Definitiva la condanna di Mimmo Lucano a 18 mesi per falso

La Cassazione rigetta il ricorso dei legali, inammissibile quello del Pg

REGGIO CALABRIA, 13 febbraio 2025, 08:16

di Lucio Musolino

ANSACheck
Definitiva la condanna di Mimmo Lucano a 18 mesi per falso - RIPRODUZIONE RISERVATA

Definitiva la condanna di Mimmo Lucano a 18 mesi per falso - RIPRODUZIONE RISERVATA

È definitiva la condanna, per un solo falso, a 18 mesi di reclusione, con pena sospesa, per Mimmo Lucano, sindaco di Riace ed europarlamentare di Alleanza Verdi e Sinistra. Ma, soprattutto, diventa definitiva per Lucano l'assoluzione per tutti gli altri reati decisa nell'ottobre del 2023 dalla Corte d'appello di Reggio Calabria.

Si è sgretolato in Cassazione, così com'era avvenuto in secondo grado, il processo "Xenia", scaturito da un'indagine della Guardia di finanza sulla gestione dei progetti di accoglienza dei migranti a Riace. I giudici della Suprema corte, in particolare, hanno rigettato il ricorso degli avvocati Andrea Daqua e Giuliano Pisapia, difensori di Lucano, accusato di avere firmato una delibera ritenuta falsa.

Il dato più rilevante, però, è che la Cassazione ha, al contempo, dichiarato inammissibile il ricorso presentato dalla Procura generale di Reggio Calabria per chiedere l'annullamento dell'assoluzione del sindaco di Riace e degli altri imputati per alcuni reati di truffa ai danni dello Stato.

Lo stesso ricorso è stato rigettato, invece, nella parte in cui la Procura generale contestava le assoluzioni per altre truffe e altri falsi. Un anno e mezzo fa la Corte d'Appello aveva già ribaltato la condanna a 13 anni e due mesi di carcere che il Tribunale di Locri aveva inflitto a Lucano nel 2021, ritenendo fondate le accuse di "indebite rendicontazioni al Servizio centrale dello Sprar e alla Prefettura".

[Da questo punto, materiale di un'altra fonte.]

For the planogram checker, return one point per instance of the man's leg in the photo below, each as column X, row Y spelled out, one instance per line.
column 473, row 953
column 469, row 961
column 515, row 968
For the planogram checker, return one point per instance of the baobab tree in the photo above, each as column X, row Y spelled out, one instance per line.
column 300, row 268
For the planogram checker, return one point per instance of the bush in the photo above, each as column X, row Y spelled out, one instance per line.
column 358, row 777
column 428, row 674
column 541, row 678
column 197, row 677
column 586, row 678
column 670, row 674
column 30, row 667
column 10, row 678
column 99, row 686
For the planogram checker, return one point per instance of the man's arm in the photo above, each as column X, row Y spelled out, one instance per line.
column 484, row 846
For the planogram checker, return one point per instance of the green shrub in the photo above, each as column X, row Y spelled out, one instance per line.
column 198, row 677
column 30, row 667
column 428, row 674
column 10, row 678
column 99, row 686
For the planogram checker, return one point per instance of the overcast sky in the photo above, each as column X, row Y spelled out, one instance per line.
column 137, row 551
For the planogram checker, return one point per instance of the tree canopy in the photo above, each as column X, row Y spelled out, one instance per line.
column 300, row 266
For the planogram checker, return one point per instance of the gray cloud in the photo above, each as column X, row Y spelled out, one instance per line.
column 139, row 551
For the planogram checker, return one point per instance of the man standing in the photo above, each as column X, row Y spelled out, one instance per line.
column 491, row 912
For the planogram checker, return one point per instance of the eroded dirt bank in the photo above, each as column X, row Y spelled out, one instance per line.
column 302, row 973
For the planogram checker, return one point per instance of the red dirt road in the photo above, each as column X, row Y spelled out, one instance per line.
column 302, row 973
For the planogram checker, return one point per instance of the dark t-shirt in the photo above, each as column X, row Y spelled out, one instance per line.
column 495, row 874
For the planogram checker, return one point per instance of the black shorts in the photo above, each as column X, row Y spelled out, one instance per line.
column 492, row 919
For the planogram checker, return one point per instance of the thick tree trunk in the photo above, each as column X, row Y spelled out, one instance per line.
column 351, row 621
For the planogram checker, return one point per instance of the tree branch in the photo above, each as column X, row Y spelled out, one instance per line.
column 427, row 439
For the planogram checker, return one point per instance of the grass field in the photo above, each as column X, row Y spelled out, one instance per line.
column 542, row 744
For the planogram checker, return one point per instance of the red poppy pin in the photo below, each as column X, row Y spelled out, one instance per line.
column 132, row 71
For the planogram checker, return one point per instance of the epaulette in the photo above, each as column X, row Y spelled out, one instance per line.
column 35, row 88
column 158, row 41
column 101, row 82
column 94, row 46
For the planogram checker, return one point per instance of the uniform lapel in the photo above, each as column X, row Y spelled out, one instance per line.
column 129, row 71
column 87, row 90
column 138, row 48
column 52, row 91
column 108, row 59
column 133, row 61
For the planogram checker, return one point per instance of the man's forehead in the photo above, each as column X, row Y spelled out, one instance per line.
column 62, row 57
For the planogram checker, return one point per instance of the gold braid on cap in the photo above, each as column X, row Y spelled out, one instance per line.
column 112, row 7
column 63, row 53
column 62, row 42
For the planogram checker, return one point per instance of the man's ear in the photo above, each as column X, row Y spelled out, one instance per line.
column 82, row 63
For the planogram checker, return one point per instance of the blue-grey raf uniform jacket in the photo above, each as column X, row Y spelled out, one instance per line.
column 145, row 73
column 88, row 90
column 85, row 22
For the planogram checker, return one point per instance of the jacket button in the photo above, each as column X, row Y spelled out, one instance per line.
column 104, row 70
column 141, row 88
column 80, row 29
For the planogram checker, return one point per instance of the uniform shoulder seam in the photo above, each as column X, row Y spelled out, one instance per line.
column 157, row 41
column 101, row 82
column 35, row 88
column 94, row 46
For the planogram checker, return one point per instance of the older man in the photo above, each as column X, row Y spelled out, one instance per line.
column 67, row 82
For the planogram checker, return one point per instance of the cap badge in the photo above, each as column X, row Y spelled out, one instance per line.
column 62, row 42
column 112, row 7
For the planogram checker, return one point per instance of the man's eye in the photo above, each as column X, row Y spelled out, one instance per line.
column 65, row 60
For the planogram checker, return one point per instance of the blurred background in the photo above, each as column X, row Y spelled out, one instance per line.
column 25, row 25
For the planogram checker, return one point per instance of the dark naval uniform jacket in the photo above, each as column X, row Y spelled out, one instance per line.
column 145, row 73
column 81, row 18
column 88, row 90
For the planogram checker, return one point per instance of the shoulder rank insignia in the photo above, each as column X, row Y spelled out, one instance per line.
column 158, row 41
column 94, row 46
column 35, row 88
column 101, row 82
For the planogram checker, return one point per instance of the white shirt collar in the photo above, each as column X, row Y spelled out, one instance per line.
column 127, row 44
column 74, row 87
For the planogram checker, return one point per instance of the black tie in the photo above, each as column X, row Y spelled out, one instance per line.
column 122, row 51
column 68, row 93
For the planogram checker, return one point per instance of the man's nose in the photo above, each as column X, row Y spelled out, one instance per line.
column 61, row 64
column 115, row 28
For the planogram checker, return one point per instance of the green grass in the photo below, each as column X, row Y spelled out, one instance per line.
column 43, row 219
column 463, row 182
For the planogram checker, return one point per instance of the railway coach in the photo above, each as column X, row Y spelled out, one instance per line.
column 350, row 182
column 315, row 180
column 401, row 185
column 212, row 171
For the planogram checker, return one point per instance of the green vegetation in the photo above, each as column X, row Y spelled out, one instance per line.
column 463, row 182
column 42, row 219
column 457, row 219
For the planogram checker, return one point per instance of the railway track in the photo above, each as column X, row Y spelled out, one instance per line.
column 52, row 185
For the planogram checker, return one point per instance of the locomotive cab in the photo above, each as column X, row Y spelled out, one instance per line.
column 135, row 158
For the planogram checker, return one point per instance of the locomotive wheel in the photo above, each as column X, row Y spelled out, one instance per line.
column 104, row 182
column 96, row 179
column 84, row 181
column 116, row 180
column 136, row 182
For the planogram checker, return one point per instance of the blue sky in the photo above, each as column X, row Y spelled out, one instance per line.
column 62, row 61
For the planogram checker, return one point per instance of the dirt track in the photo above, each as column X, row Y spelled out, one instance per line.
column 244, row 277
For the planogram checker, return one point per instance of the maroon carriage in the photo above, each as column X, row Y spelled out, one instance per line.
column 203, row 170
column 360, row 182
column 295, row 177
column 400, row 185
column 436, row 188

In particolare, Lucano era stato condannato come promotore di un'associazione per delinquere avente lo scopo di commettere "un numero indeterminato di delitti contro la pubblica amministrazione, la fede pubblica e il patrimonio". Di tutto questo, così come dei presunti illeciti nella gestione dell'accoglienza dei migranti a Riace, alla fine non ha retto nulla nel processo denominato "Xenia", nell'ambito del quale, stando alla sentenza della Corte d'appello, molte intercettazioni erano inutilizzabili.

Per i giudici di secondo grado, piuttosto, quelle intercettazioni "hanno messo in luce lo spirito di fondo che ha mosso l'imputato, certo di poter alimentare un'economia della speranza, funzionale a quella che più volte Lucano ha definito essere la sua mission, ovvero poter aiutare gli ultimi".

Subito dopo la sentenza della Cassazione, l'avvocato Andrea Daqua ha affermato che "il ricorso della Procura generale era assolutamente infondato e la Suprema corte ne ha dato atto. È stata una brutta storia - ha aggiunto il penalista - nei confronti di un uomo perbene, finita però nel migliore dei modi".

"Io non ho mai commesso nessuno - ha commentato, da parte sua, Lucano - dei reati che mi venivano contestati. È stato un teorema studiato ed elaborato proprio per ostacolare una storia di accoglienza unica nel mondo. Oggi sono felice per questa sentenza. Lo sono per me, per la mia famiglia e per tutte le persone che mi sono state vicine in Italia e in Europa. Sono abituato a non avere rancori. Ma era evidente che si trattava di una macchinazione perché avevamo fatto delle cose che interferivano con questioni che andavano al di là della questione Riace. Penso alla coincidenza temporale degli accordi tra l'Italia e la Libia che ritengo siano strettamente collegati con quello che ha subito Riace".